I've always wondered what the actual levels and uptake was so I finally broke down and bought a LaMotte K test kit (ok, so I'm a control freak! ). I received it mid-week and I did the first test 3 days after water change and dosing (and before my usual mid-week dosing). The result: 8-10mg/l of K. Which logically means that I was at 0 when I did my water change!

I dosed 10mg/l of K at that point. 2 days later I measured 14-15mg/l of K in the tank. So an uptake of 4-5mg/l in two days.

Given that K is the nutrient that the majority of us never measure (we just dose to a certain level), could it be that more problems than we realize are due to a deficiency in K? and this causes an imbalance or uptake problem of other nutrients? :?


----------



## bharada (Apr 17, 2004)

Both my tanks have pretty large fish loads (in part due to a Guppy population explosion!) and were showing signs of K deficiency--pinholes in older leaves. So now I add double the ppm of whatever I dose in KNO3. So when I dose 5ppm of KNO3 I add 10ppm of K (via K2SO4) just to follow the 2:1 K:N ratio that's been indirectly recommended in the past (i.e., 20ppm K : 10ppm NO3).


----------



## plantbrain (Jan 23, 2004)

You will want to measure NO3 as well.
See if the levels are related.

NO3 can have 3-5ppm per day usage, 2-3ppm of K seems a little high to me. The other issue is that both kits are tough to read making more precise ppm hard ot read. 


Regards, 
Tom Barr


----------



## gregwatson (May 24, 2004)

I tell everyone who asks that I don't personally subscribe to much of the "current thinking" that has leaned towards dosing less and less Potassium ...

I continue to dose twice as much potassium sulfate as I dose potassium nitrate ...

A wise man once told me that "your plants may appear to be fine to you, but how much better might they have been if you had dosed xyz" ...

So while much of current thinking leans towards dosing less potassium - most of current thinking suggests that high potassium levels to not contribute to algae ... thus I continue to dose higher levels of Potassium until a "wise man" like Plantbrain up above gives me a scientific reason not to <grin>!!!!

Greg


----------



## Edward (May 25, 2004)

I have experienced higher NO3 uptake with extra K2SO4.


----------



## JLudwig (Feb 16, 2004)

plantbrain said:


> NO3 can have 3-5ppm per day usage, 2-3ppm of K seems a little high to me.

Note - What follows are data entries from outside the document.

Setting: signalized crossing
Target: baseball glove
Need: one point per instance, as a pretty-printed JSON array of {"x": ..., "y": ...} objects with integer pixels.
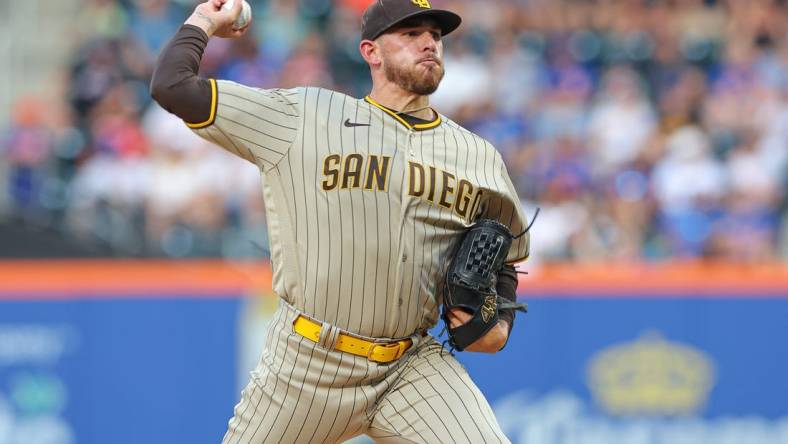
[{"x": 470, "y": 282}]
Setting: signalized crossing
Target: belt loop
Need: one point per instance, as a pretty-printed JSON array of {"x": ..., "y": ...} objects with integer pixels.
[{"x": 328, "y": 336}]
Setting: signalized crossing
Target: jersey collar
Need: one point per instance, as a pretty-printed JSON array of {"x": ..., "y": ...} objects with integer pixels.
[{"x": 417, "y": 127}]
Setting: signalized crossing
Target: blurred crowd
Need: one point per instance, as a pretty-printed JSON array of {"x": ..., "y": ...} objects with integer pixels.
[{"x": 643, "y": 129}]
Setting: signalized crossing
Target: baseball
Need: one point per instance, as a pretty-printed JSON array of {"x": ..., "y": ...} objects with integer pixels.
[{"x": 244, "y": 18}]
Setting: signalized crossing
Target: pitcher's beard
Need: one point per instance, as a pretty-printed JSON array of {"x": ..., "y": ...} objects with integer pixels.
[{"x": 410, "y": 80}]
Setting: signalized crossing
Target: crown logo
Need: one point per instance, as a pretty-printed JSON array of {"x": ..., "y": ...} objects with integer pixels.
[{"x": 651, "y": 376}]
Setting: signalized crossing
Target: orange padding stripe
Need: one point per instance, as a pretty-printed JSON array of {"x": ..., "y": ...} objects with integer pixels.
[
  {"x": 206, "y": 276},
  {"x": 128, "y": 276},
  {"x": 661, "y": 279}
]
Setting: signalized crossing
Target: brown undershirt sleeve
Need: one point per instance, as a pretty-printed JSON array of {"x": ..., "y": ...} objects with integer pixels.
[
  {"x": 506, "y": 287},
  {"x": 175, "y": 84}
]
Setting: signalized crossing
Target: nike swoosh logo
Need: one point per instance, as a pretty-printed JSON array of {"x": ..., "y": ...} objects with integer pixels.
[{"x": 350, "y": 124}]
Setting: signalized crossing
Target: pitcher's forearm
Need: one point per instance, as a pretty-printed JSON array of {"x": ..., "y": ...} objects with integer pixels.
[{"x": 175, "y": 84}]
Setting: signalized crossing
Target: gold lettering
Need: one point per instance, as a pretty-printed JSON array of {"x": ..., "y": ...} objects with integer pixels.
[
  {"x": 464, "y": 193},
  {"x": 331, "y": 172},
  {"x": 447, "y": 190},
  {"x": 431, "y": 185},
  {"x": 352, "y": 171}
]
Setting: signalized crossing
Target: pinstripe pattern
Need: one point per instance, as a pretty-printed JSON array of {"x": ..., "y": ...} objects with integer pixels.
[{"x": 361, "y": 218}]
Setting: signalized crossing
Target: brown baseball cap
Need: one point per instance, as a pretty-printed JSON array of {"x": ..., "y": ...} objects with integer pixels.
[{"x": 385, "y": 14}]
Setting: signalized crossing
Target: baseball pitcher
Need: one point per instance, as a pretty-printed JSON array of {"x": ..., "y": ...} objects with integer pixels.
[{"x": 383, "y": 216}]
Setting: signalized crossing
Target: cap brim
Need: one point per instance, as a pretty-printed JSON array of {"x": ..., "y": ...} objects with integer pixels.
[{"x": 447, "y": 21}]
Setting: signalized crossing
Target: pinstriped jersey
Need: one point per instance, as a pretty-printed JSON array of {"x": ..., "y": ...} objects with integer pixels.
[{"x": 362, "y": 207}]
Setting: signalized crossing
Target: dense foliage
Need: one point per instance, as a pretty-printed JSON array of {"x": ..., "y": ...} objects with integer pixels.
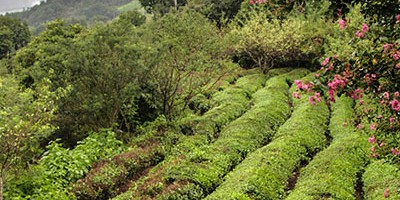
[{"x": 165, "y": 105}]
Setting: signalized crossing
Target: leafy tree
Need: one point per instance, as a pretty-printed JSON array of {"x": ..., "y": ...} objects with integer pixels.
[
  {"x": 187, "y": 53},
  {"x": 25, "y": 117}
]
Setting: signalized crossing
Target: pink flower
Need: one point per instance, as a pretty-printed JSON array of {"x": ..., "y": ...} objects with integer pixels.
[
  {"x": 311, "y": 100},
  {"x": 386, "y": 47},
  {"x": 360, "y": 34},
  {"x": 386, "y": 95},
  {"x": 395, "y": 105},
  {"x": 386, "y": 193},
  {"x": 342, "y": 24},
  {"x": 396, "y": 56},
  {"x": 298, "y": 83},
  {"x": 394, "y": 152},
  {"x": 316, "y": 98},
  {"x": 372, "y": 140},
  {"x": 325, "y": 62},
  {"x": 364, "y": 28},
  {"x": 356, "y": 94},
  {"x": 296, "y": 95}
]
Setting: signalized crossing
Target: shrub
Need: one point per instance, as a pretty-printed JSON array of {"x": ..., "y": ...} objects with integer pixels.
[
  {"x": 334, "y": 172},
  {"x": 269, "y": 42},
  {"x": 263, "y": 173},
  {"x": 381, "y": 181},
  {"x": 206, "y": 166}
]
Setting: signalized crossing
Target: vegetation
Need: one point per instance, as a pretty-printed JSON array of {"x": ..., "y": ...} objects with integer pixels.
[{"x": 200, "y": 99}]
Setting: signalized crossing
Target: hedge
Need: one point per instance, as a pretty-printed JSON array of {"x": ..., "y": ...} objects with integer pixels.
[
  {"x": 378, "y": 178},
  {"x": 263, "y": 174},
  {"x": 228, "y": 105},
  {"x": 334, "y": 172},
  {"x": 231, "y": 103},
  {"x": 206, "y": 166}
]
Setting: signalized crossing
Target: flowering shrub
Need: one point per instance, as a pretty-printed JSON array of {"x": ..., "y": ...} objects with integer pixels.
[
  {"x": 368, "y": 64},
  {"x": 265, "y": 40}
]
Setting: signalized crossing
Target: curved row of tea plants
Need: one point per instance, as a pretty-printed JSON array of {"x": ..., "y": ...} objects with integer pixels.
[
  {"x": 105, "y": 180},
  {"x": 335, "y": 172},
  {"x": 200, "y": 171},
  {"x": 381, "y": 181},
  {"x": 265, "y": 172},
  {"x": 59, "y": 167}
]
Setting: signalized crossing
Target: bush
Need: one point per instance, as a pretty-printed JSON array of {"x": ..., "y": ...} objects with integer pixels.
[
  {"x": 334, "y": 172},
  {"x": 206, "y": 166},
  {"x": 381, "y": 181},
  {"x": 270, "y": 42},
  {"x": 263, "y": 173}
]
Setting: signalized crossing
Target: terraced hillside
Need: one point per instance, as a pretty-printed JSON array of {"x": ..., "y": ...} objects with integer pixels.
[{"x": 251, "y": 140}]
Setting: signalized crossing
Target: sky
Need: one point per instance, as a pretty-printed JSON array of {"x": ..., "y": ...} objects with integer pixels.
[{"x": 16, "y": 5}]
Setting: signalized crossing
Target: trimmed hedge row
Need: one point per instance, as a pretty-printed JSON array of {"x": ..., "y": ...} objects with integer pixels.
[
  {"x": 206, "y": 166},
  {"x": 105, "y": 179},
  {"x": 380, "y": 177},
  {"x": 229, "y": 104},
  {"x": 264, "y": 173},
  {"x": 160, "y": 182},
  {"x": 334, "y": 172}
]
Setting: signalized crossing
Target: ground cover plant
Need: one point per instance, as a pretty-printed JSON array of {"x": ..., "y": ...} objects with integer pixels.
[
  {"x": 263, "y": 174},
  {"x": 203, "y": 99}
]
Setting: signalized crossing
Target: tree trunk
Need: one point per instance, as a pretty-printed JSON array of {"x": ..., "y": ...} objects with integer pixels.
[{"x": 1, "y": 188}]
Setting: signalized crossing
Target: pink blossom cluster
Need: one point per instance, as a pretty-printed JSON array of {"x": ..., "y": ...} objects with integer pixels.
[
  {"x": 306, "y": 87},
  {"x": 342, "y": 24},
  {"x": 392, "y": 52},
  {"x": 361, "y": 33},
  {"x": 394, "y": 103},
  {"x": 357, "y": 94},
  {"x": 252, "y": 2},
  {"x": 386, "y": 193},
  {"x": 337, "y": 82},
  {"x": 368, "y": 78},
  {"x": 395, "y": 151},
  {"x": 314, "y": 99}
]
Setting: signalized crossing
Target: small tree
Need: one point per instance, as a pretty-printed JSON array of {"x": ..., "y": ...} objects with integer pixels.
[
  {"x": 187, "y": 55},
  {"x": 25, "y": 117}
]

I have LaMotte NO3 test kit, plenty of CO2 measured with a pinpoint probe and LaMotte alkalinity test, plenty of PO4/K, 7 watts per gallon and I have never ever seen uptake rates much larger to 2ppm NO3 a day. Not that tanks don't run better at 20-30ppm NO3, cheap test kits might have you believe something different tho...

J


----------



## Laith (Sep 4, 2004)

Yes, I don't think I've ever seen uptakes of NO3 in my tank of more that 1, max 2 per day. On the other hand, it's difficult to tell how much the bioload is adding per day too.

Now that I'm dosing higher K than previously, I will see if the NO3 uptake increases. 

I was always puzzled why I was still getting pinholes in some older leaves when I was dosing around 25mg/l of K per week: they were the reason I started dosing K. Can't wait to see if the holes disappear with higher dosing...


----------



## aviel (Sep 12, 2004)

I think I had the same problem here,

My tank nitrate uptake rate slowed down and I just couldn't figure out why. Plants growth as well as pearling was slowing down. I of course added smaller and smalller amounts of KNO3 until the tank was almost stunted. At that point I had this revelation like the one Jesus was experiencing 2000 years ago... - The K uptake was a bit higher than N uptake so by adding less and less KNO3 I made my tank K limited. I dosed ~10ppm K from K2SO4 and when I came home the night after - the tank had a serious pearling explosion. And of course - Lamotte K test kit is supposed to be now on the plane to the holy land.

Aviel.


----------